The LWVSC’s advises letter writers to
- begin with the phrase “I am writing as your constituent”
- emphasize their belief that health safety is the paramount reason for voting by mail and for applying online for absentee ballots
- insist on a deadline extension for sending/counting the mailed ballots
- emphasize the anxiety among family and friends in one’s home town re: the safety of the process for all involved
- include phrases such as “I’m counting on your support” and “I will be watching for your positive action on this”
- “express your outrage” in the event that your representative/governor does nothing to preempt a Wisconsin-style failure to act expeditiously or fairly.
For more tips and addresses, consult the league’s complete action alert.
It Can Be Done
If we take Maryland as an example, modifying the process is within the Palmetto State’s reach, our Republican governor notwithstanding. Maryland Gov. Larry Hogan, also a Republican, ordered election officials to conduct an almost all-mail ballot—“a stark departure from the state’s typical voting process,” in the words of Baltimore Sun reporter Emily Opilo.

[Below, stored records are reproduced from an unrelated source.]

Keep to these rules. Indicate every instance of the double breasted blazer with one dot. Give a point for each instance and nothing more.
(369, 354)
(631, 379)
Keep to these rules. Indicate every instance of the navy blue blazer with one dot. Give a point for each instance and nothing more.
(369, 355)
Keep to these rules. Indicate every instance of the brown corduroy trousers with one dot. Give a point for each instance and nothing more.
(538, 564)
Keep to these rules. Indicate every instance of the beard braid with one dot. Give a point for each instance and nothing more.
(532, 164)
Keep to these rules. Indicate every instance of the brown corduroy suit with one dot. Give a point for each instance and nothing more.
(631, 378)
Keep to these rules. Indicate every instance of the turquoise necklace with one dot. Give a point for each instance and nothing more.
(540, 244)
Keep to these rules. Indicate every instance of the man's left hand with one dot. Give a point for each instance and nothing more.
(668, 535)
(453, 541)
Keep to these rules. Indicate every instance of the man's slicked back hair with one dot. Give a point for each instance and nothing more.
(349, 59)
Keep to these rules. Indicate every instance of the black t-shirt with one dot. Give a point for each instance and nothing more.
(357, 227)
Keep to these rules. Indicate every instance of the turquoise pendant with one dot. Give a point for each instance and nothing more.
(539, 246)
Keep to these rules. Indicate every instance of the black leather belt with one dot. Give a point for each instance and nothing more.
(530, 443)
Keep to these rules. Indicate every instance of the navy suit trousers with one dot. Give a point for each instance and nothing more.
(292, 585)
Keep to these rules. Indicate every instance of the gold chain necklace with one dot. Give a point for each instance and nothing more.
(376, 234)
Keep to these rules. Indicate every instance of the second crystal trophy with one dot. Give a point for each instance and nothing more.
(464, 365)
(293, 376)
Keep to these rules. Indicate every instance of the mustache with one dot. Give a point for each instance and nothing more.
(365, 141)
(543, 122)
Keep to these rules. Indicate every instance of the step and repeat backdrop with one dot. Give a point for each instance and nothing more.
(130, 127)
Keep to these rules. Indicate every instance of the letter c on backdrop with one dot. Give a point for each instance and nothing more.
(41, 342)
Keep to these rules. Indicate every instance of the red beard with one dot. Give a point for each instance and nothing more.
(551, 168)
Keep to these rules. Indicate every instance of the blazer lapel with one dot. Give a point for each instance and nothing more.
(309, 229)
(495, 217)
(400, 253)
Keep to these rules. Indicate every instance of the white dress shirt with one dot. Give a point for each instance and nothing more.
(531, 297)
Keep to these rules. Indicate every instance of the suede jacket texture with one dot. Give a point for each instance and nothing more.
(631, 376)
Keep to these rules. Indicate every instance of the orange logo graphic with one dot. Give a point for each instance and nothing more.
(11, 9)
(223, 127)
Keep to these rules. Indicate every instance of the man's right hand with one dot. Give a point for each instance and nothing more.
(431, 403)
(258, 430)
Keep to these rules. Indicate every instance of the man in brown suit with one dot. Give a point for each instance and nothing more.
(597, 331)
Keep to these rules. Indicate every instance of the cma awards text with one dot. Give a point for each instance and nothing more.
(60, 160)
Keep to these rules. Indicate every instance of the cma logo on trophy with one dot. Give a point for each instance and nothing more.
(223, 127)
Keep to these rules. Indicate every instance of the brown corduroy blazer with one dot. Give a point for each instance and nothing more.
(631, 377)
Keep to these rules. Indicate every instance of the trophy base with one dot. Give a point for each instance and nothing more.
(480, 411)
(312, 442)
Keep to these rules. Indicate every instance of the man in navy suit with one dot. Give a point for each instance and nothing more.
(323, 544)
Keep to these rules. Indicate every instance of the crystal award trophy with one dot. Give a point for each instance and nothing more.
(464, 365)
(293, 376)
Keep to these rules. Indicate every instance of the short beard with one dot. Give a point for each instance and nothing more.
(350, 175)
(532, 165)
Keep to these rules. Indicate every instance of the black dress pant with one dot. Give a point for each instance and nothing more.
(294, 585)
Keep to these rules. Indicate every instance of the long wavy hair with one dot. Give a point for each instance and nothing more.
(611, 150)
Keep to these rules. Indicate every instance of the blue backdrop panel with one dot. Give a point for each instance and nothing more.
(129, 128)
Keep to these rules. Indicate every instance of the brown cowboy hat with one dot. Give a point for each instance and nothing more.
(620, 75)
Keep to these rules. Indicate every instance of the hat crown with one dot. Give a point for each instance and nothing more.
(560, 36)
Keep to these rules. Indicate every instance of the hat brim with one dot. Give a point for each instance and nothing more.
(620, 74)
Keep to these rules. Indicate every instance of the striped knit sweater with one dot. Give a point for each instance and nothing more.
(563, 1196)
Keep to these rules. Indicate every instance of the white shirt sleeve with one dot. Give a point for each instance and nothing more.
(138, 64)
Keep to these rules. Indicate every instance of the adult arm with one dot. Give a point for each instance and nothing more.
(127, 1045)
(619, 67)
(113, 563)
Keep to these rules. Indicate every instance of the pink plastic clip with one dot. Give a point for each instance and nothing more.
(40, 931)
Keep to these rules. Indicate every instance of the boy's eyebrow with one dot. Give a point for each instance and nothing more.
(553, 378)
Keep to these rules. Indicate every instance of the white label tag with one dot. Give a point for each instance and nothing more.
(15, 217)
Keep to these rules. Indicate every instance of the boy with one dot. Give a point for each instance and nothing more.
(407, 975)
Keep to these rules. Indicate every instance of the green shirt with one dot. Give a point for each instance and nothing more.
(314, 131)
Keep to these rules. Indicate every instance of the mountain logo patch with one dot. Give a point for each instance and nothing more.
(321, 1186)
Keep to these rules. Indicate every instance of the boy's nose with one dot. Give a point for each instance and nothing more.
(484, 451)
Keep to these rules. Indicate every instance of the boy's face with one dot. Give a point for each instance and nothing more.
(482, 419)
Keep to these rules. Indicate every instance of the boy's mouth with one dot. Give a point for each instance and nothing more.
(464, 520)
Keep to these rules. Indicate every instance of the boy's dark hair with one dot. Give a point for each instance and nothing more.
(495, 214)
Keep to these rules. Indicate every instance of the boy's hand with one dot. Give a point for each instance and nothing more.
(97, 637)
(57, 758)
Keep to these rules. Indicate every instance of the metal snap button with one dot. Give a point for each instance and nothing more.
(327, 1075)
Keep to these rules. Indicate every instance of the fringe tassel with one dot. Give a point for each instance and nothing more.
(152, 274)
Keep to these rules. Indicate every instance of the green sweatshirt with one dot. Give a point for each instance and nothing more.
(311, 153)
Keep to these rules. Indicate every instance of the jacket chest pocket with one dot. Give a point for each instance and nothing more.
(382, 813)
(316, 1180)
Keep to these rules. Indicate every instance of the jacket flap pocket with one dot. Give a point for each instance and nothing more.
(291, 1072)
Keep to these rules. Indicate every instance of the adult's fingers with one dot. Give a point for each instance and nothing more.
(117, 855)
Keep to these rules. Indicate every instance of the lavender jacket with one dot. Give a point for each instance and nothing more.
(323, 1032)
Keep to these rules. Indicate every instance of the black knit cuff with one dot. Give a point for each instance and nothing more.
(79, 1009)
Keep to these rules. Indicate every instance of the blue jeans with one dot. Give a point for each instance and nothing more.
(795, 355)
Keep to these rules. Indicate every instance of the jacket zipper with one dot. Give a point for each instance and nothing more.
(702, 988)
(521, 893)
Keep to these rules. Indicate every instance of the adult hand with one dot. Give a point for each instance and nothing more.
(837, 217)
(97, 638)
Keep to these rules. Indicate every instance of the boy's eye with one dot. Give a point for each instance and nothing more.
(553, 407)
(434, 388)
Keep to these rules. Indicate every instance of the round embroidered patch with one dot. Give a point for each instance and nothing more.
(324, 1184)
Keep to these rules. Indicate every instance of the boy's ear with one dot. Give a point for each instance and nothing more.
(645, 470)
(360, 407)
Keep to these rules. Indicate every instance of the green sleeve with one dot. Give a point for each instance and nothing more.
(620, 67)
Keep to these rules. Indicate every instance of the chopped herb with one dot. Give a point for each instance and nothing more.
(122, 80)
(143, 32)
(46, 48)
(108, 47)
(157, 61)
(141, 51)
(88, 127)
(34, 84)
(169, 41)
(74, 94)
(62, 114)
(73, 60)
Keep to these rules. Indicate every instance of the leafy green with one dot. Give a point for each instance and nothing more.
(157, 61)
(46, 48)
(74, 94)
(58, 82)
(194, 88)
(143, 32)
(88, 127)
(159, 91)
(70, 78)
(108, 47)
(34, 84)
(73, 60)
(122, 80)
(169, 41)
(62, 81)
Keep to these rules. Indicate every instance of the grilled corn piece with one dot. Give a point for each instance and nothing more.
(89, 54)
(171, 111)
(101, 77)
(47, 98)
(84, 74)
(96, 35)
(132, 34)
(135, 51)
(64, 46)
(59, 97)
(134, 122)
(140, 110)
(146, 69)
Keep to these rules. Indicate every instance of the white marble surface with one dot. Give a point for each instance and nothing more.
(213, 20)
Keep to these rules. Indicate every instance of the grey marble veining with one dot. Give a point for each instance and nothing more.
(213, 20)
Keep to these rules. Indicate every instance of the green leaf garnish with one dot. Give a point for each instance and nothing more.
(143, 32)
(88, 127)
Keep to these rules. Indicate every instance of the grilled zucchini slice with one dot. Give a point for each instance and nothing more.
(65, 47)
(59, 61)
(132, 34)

So far, 15 states and counting have altered their procedures to safeguard workers and voters during the pandemic, which has caused lockdowns in 42 states and the District of Columbia.
Reasonable modifications will diminish the chances that millions of American citizens still to vote won’t suffer, to quote New York Times reporters Nick Corasaniti and Stephanie Saul, the same fate as “thousands of Wisconsin voters [who] were effectively disenfranchised.”
South Carolina is not immune to the same misdeeds caused by naked partisanship in Wisconsin. As time ticks away, we must focus not only on the continued threat of Covid-19 but also on insiders who take advantage of the public’s fear for their own political gains.